Specializes in Anesthesia.
Alice Blackmore said:

I think people have lost their faith in the medical system from lack of transparency. Why did Pfizer have sealed documents on clinical trial data which they have been forced by courts to open? Who stands to benefit financially from vaccines? Why don't we hear much about vaccine injury from vaccines such as Dengvaxia given in the Philippines? Why is it "wrong" to discuss both sides? Most would agree that vaccines have saved us from the horrors of Polio and Smallpox. So what has changed?

When people say they want to discuss both sides they often mean they want to talk about conspiracies and pseudoscience articles/websites. 
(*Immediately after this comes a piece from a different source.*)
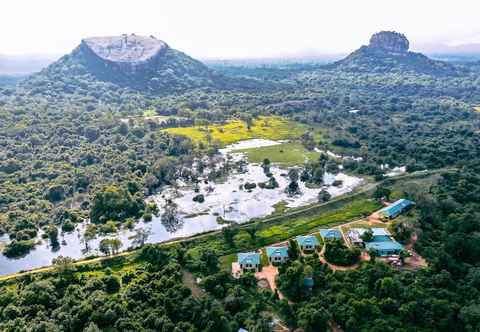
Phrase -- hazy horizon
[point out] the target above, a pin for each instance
(217, 29)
I would say people have lost faith in vaccines because of misinformation from people that do not understand the science and wish to demonize vaccines for whatever goal. We are currently seeing a global drop in vaccine rates for this very reason.
 

The smallpox vaccine has always had some of the worst side effect profiles and still does to this day. Smallpox is still a requirement for all military personnel and certain first responders. 

Specializes in Anesthesia.

An infant is constantly exposed to antigens in quantities that far exceed what is in vaccines. Vaccines don't overwhelm the immune system.
 

https://www.sciencealert.com/study-refutes-anti-vaccination-myth-vaccines-overwhelm-immune-system

Specializes in NICU, PICU, Transport, L&D, Hospice.
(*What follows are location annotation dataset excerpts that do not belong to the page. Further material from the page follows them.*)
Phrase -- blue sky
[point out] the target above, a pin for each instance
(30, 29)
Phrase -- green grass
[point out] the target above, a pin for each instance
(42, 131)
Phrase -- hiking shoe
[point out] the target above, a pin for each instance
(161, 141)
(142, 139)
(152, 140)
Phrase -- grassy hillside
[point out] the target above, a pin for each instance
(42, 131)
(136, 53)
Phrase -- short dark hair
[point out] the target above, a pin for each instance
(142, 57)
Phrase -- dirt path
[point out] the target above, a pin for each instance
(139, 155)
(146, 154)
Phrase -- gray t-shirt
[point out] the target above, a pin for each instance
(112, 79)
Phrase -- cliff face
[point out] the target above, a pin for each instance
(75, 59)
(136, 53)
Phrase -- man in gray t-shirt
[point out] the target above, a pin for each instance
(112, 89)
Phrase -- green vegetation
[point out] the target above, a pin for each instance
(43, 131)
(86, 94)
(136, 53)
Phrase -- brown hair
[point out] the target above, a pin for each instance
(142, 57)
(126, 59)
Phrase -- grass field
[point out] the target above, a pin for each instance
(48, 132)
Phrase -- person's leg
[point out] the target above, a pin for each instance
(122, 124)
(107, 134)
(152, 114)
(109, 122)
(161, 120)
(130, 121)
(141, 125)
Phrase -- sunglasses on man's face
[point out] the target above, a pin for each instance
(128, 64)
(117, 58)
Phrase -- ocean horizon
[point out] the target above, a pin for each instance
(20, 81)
Thank you to the health professionals offering a reasoned argument for use of vaccines to protect our people and economy. 

Specializes in Critical Care.

Why does AN allow this trash? And this was supposedly reviewed by the editorial team? Let's start with the beginning. OP's bias is evident right from the get-go with "The CDC purports that vaccines protect the public" and it went straight downhill from there. The entire post is a beautiful example of how someone can cite cherry-picked science and have a basic grasp on the English language to throw together a post that would be convincing if you didn't understand what was being discussed. This is pure propaganda and just contributes to confusing parents into not trusting the real science.
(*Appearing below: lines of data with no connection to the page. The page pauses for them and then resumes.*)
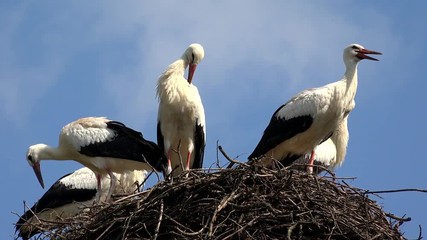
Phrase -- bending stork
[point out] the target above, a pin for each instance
(102, 145)
(311, 116)
(181, 129)
(70, 195)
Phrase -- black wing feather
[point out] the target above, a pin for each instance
(127, 144)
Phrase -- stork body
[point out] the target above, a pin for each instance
(102, 145)
(73, 193)
(311, 116)
(331, 153)
(181, 131)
I looked into just the very first study that was presented under vaccine safety (Lyons-Weiler & Ricketson, 2018) and it amounts to nothing more than a flawed thought experiment. We have actual experimental data regarding aluminum in children so when you evaluate this study in a broader context is contributes absolutely nothing. This makes sense when you dig deeper and look at the authors and their motivation. James Lyons-Weiler is a known anti-vaccine activist that pushed numerous false claims during the height of COVID. He made it to PolitiFact and was roundly debunked there. That was just the first study.

I'm tired of people pretending that vaccines have this huge conspiracy behind them like there hasn't been decades of studies and actual vaccines pulled from the market when appropriate.

Specializes in Psychiatry, Community, Nurse Manager, hospice.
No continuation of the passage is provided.